Yanik la suivit ; il fut en peu de mots mis au courant de la situation, puis Emineh s’arrêta : « Il faut maintenant nous quitter, mon ami, nous ne nous reverrons peut-être jamais ». Le vieillard la regardait avec tristesse : Tu vas à ta perte… » Elle reprit : « Que t’importe ! je ne puis autrement, il faut que ma destinée s’accomplisse. Tu as été bon pour moi, tu m’as offert un asile pendant ces deux ans que j’ai passés loin du Chef. Merci, Yanik, Dieu te le rende, souviens-toi de ceux que j’ai remis à ta garde, sauve-les ! »

Elle s’éloigna et s’en fut retrouver son attelage qui l’attendait au bord de la route, puis reprenant sa place sur le siège, elle partit au grand galop.

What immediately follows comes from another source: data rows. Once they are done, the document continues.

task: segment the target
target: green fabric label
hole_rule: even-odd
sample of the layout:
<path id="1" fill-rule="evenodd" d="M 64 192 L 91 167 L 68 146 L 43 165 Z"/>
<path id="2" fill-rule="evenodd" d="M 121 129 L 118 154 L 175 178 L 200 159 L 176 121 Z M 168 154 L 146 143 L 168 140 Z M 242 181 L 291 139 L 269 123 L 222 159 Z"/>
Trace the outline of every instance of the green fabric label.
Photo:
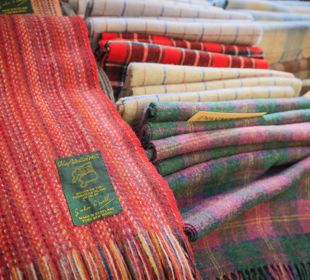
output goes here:
<path id="1" fill-rule="evenodd" d="M 0 14 L 31 14 L 30 0 L 0 0 Z"/>
<path id="2" fill-rule="evenodd" d="M 100 152 L 57 159 L 56 165 L 76 226 L 121 212 Z"/>

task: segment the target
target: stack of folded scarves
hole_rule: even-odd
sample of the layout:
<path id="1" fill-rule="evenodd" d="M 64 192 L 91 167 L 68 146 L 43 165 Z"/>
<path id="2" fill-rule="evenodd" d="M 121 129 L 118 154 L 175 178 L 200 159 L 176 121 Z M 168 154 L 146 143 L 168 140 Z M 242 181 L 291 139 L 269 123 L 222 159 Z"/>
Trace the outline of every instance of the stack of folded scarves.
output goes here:
<path id="1" fill-rule="evenodd" d="M 133 127 L 148 103 L 205 102 L 299 95 L 301 81 L 292 74 L 264 69 L 212 68 L 132 63 L 117 107 Z"/>
<path id="2" fill-rule="evenodd" d="M 187 122 L 200 111 L 267 114 Z M 151 103 L 139 131 L 203 277 L 307 279 L 309 98 Z"/>

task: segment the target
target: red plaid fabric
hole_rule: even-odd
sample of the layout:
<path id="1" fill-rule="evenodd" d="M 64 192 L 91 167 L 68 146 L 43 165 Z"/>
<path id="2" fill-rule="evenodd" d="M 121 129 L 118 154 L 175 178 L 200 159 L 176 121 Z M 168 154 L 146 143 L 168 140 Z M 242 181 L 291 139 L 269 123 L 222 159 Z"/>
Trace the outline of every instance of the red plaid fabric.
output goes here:
<path id="1" fill-rule="evenodd" d="M 141 43 L 157 44 L 162 46 L 171 46 L 184 49 L 223 53 L 228 55 L 238 55 L 263 59 L 263 50 L 259 47 L 225 45 L 211 42 L 199 42 L 178 40 L 166 36 L 139 34 L 139 33 L 103 33 L 99 42 L 100 49 L 104 47 L 107 41 L 126 40 Z"/>
<path id="2" fill-rule="evenodd" d="M 131 62 L 268 69 L 268 62 L 263 59 L 131 41 L 108 41 L 100 56 L 100 65 L 111 82 L 116 98 L 119 97 L 126 77 L 127 66 Z"/>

Il faisait nuit. Dans la plus vaste grange d’un hameau de la plaine, trois ou quatre cents hommes discutaient avec emportement : « Je dis qu’il nous a trahis ! criait l’un, fier et beau jeune homme à la haute stature. Laisserons-nous ces chiens d’infidèles envahir l’Herzégovine, insulter à notre patrie et à notre religion ? – Ha ! puisque notre Chef, puisque Rigardo Domirdji nous abandonne au moment de la lutte, vainquons ou mourons sans lui ». – « Rigardo Domirdji n’est pas un traître, dit soudain une voix douce et sonore : la nuit dernière, comme il se préparait à vous rejoindre, les Turcs avertis et conduits par un homme infâme ont cerné sa demeure ».

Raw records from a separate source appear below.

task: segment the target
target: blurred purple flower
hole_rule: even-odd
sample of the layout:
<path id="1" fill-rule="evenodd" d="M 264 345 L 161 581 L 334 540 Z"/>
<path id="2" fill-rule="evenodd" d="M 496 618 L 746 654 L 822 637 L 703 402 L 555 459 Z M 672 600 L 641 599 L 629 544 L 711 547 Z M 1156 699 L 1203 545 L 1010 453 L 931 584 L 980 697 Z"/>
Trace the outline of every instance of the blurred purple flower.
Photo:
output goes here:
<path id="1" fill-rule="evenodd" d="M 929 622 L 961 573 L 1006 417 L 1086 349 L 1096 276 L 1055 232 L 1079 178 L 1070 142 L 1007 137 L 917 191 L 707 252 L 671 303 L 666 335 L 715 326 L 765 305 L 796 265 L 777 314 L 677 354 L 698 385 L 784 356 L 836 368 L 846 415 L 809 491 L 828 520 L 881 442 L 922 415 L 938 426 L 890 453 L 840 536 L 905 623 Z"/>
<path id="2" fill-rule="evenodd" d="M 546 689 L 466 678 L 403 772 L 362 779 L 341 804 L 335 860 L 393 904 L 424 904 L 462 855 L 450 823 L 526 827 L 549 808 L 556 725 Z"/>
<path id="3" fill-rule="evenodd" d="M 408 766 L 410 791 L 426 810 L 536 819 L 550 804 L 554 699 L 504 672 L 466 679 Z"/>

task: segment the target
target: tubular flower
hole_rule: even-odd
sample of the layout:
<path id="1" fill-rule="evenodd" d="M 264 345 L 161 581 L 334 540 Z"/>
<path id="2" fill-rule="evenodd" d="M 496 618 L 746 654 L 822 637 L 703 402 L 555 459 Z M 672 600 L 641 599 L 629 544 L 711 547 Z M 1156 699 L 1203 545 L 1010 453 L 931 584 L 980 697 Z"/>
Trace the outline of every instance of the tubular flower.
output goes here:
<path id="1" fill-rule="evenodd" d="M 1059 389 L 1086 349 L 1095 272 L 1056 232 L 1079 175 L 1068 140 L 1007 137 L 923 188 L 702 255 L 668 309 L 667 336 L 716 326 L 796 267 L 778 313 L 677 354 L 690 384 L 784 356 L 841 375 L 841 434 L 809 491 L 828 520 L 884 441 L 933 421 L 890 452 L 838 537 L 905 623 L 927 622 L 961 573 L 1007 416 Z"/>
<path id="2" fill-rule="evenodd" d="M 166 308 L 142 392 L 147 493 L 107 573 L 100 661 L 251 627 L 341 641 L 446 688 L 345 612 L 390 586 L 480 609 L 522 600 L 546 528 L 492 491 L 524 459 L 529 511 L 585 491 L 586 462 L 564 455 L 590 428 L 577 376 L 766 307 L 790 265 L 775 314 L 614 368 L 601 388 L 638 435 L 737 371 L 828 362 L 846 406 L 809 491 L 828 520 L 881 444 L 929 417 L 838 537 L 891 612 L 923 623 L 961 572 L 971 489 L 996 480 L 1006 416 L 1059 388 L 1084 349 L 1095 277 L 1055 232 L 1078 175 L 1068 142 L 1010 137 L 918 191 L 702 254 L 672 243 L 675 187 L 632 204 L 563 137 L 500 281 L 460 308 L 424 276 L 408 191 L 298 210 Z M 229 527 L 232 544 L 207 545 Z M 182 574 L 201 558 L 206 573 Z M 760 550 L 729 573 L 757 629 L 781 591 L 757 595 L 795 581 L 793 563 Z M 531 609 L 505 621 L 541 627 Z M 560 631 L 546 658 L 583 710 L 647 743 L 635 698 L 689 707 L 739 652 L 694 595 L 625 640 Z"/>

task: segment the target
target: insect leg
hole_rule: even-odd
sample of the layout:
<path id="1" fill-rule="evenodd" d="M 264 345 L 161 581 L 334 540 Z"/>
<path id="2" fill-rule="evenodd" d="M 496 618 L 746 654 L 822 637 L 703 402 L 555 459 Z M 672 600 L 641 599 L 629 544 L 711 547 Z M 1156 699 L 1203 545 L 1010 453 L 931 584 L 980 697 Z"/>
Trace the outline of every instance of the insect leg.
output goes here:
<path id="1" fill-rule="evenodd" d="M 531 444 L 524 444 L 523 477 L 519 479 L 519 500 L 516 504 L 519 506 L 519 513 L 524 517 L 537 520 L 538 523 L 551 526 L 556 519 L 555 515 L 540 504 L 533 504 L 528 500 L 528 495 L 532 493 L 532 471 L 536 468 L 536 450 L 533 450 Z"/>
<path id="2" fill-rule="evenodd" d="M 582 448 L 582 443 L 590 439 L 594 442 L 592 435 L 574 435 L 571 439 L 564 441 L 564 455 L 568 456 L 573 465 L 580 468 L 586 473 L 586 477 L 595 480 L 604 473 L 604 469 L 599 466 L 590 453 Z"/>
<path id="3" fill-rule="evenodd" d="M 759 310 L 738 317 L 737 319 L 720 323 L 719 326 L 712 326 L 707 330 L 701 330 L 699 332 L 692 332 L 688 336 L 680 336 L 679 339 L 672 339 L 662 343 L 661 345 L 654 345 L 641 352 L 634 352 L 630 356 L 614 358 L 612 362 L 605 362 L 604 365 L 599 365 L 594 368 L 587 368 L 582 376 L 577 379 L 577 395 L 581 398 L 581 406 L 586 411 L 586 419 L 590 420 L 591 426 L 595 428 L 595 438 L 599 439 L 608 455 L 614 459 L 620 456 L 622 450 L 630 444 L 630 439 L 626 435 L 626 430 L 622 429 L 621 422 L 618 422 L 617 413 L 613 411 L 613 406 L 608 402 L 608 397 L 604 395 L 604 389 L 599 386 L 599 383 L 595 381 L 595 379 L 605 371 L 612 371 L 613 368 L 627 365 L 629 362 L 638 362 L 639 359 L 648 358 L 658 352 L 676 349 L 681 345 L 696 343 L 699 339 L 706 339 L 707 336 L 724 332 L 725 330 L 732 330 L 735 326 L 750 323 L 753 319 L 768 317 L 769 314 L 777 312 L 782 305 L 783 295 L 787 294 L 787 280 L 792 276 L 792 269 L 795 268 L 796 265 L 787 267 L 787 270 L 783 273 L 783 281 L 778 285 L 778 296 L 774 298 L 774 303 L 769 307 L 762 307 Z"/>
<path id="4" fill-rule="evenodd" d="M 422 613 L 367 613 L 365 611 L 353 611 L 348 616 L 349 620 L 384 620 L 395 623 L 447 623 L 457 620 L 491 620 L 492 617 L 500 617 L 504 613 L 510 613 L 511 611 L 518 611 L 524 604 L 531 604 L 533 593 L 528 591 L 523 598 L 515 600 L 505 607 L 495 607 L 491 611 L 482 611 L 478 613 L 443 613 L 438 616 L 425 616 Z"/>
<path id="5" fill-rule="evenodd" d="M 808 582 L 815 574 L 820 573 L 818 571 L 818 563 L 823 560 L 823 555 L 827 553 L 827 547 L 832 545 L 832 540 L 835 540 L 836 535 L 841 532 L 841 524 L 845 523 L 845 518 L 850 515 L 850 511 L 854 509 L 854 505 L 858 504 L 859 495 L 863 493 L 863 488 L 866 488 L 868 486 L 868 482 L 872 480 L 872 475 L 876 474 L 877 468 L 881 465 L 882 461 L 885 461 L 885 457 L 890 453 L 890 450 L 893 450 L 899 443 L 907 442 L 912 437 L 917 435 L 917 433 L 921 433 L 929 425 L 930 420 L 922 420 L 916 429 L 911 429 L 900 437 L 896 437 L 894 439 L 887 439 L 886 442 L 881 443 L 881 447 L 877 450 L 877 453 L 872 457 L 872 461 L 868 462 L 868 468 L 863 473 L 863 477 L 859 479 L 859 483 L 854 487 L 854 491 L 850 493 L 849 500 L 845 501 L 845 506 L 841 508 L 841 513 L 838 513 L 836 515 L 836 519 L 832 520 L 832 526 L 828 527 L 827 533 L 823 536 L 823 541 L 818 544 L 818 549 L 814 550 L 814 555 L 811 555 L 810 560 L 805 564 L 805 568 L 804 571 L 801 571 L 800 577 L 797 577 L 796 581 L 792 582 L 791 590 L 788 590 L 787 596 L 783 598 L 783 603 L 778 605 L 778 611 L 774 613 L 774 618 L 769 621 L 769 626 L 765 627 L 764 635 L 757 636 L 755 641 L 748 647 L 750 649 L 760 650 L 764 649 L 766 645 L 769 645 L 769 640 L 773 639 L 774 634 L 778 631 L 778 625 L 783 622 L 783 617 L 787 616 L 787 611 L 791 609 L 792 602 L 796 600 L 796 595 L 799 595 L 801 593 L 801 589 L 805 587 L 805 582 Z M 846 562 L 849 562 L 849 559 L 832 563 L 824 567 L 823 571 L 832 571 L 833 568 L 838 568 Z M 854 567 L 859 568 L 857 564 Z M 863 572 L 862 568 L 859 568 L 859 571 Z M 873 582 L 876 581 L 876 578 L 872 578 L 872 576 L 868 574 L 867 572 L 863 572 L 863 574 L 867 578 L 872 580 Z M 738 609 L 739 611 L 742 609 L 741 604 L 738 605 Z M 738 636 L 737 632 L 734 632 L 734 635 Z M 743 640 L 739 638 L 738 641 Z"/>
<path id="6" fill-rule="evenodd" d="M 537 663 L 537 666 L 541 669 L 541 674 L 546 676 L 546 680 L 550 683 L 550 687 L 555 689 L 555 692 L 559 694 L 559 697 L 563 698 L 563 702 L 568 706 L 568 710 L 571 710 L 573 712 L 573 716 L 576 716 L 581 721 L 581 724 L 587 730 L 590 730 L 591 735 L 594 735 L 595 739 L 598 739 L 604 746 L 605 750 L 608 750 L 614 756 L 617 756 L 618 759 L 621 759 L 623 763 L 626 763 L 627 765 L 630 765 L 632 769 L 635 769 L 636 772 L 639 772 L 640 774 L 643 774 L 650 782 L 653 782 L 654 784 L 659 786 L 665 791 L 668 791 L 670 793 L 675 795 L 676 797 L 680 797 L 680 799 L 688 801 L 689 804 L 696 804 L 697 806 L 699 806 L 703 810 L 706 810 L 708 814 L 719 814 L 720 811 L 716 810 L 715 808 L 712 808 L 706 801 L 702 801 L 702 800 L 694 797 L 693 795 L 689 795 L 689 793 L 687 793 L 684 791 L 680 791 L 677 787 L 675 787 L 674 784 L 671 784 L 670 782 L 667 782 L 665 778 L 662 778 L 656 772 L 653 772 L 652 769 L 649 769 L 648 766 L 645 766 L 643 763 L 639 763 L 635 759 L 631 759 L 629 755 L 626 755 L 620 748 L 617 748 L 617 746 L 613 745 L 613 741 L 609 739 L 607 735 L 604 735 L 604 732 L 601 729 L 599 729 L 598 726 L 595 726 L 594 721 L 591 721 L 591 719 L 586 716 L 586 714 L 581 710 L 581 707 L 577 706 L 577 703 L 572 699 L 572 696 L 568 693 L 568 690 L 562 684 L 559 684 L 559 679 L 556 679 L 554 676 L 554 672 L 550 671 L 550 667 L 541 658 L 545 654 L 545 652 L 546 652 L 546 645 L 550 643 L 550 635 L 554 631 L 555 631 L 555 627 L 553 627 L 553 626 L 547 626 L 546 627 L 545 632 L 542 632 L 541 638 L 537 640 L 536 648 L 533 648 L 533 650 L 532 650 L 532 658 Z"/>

Tous s’étaient retournés. Ils virent, debout sur le seuil de la porte, une jeune fille étrangement belle sous ses vêtements couverts de poussière, et malgré la fatigue qui se lisait sur son visage. Un cri de rage et de douleur s’éleva : « Mort, il est mort ! »

Emineh fit un pas en avant, ses traits s’illuminèrent : « Non, je l’ai sauvé ! il est en sûreté, mais c’est à vous d’achever son salut ». Les révoltés entouraient la jeune fille : « Où est-il, où est-il ? » Elle les calma d’un geste et leur raconta ce que faisait Domirdji : « Nous n’avons pas de temps à perdre, dit-elle en terminant, mettez-vous en marche aussitôt que possible, la distance est grande d’ici à sa retraite ; quand pourrez-vous partir ? »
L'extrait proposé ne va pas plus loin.